5. Il résulte de tout ce qui précède que la requête d’appel de M. B est manifestement dépourvue de fondement. Dès lors, ses conclusions présentées à fin d’annulation doivent être rejetées, en application du dernier alinéa de l’article R. 222-1 du code de justice administrative, précité. Il en va de même, par voie de conséquence, de l’ensemble de ses conclusions présentées à titre accessoire, y compris celles présentées au titre des articles 37 de la loi du 10 juillet 1991 et L. 761-1 du code de justice administrative.
ORDONNE :
Article 1er : La requête de M. B est rejetée.
Article 2 : La présente ordonnance sera notifiée à M. A B.
Copie en sera adressée au ministre de l’intérieur et des outre-mer et au préfet du Val-d’Oise.
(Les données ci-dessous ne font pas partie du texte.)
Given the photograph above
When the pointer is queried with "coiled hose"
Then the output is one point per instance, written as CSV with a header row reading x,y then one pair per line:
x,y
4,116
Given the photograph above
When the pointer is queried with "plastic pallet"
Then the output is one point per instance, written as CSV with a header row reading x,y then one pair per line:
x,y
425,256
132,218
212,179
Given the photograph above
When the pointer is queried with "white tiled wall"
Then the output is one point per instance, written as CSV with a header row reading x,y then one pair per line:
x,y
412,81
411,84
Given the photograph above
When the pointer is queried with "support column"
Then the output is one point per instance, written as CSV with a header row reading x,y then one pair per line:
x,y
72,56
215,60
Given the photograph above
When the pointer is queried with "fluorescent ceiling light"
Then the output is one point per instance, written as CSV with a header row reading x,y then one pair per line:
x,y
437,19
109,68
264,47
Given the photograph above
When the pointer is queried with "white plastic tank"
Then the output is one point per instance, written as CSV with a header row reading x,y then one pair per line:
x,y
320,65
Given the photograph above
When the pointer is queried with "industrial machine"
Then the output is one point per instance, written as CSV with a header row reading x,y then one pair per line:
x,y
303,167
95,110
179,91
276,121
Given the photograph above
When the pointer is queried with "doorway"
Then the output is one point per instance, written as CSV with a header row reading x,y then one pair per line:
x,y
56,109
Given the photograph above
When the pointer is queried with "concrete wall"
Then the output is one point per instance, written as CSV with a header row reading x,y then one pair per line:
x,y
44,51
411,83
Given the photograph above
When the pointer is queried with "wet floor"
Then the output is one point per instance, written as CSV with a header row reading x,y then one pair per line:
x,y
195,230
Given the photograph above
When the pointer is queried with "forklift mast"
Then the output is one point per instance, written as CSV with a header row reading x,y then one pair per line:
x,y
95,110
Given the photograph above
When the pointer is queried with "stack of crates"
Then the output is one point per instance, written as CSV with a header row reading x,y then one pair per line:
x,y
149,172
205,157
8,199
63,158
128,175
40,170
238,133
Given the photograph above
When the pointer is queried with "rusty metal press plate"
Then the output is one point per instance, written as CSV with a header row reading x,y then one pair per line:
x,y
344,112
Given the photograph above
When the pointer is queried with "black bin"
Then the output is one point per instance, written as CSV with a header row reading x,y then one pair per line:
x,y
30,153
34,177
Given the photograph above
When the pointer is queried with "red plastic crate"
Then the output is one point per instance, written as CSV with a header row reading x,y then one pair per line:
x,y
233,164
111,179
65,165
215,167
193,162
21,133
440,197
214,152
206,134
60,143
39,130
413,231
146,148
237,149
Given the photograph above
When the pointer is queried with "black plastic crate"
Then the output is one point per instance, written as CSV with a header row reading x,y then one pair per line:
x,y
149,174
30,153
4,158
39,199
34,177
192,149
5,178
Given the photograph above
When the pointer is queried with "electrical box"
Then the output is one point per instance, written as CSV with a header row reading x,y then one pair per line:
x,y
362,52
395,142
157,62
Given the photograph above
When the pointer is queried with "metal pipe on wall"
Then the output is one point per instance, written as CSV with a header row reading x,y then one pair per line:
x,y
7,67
Fait à Versailles, le 16 avril 2024.
Le Conseiller d’État,
Président de la cour administrative d’appel de Versailles
T. OLSON
La République mande et ordonne au ministre de l’intérieur et des outre-mer, en ce qui le concerne ou à tous commissaires de justice à ce requis en ce qui concerne les voies de droit commun, contre les parties privées, de pourvoir à l’exécution de la présente décision.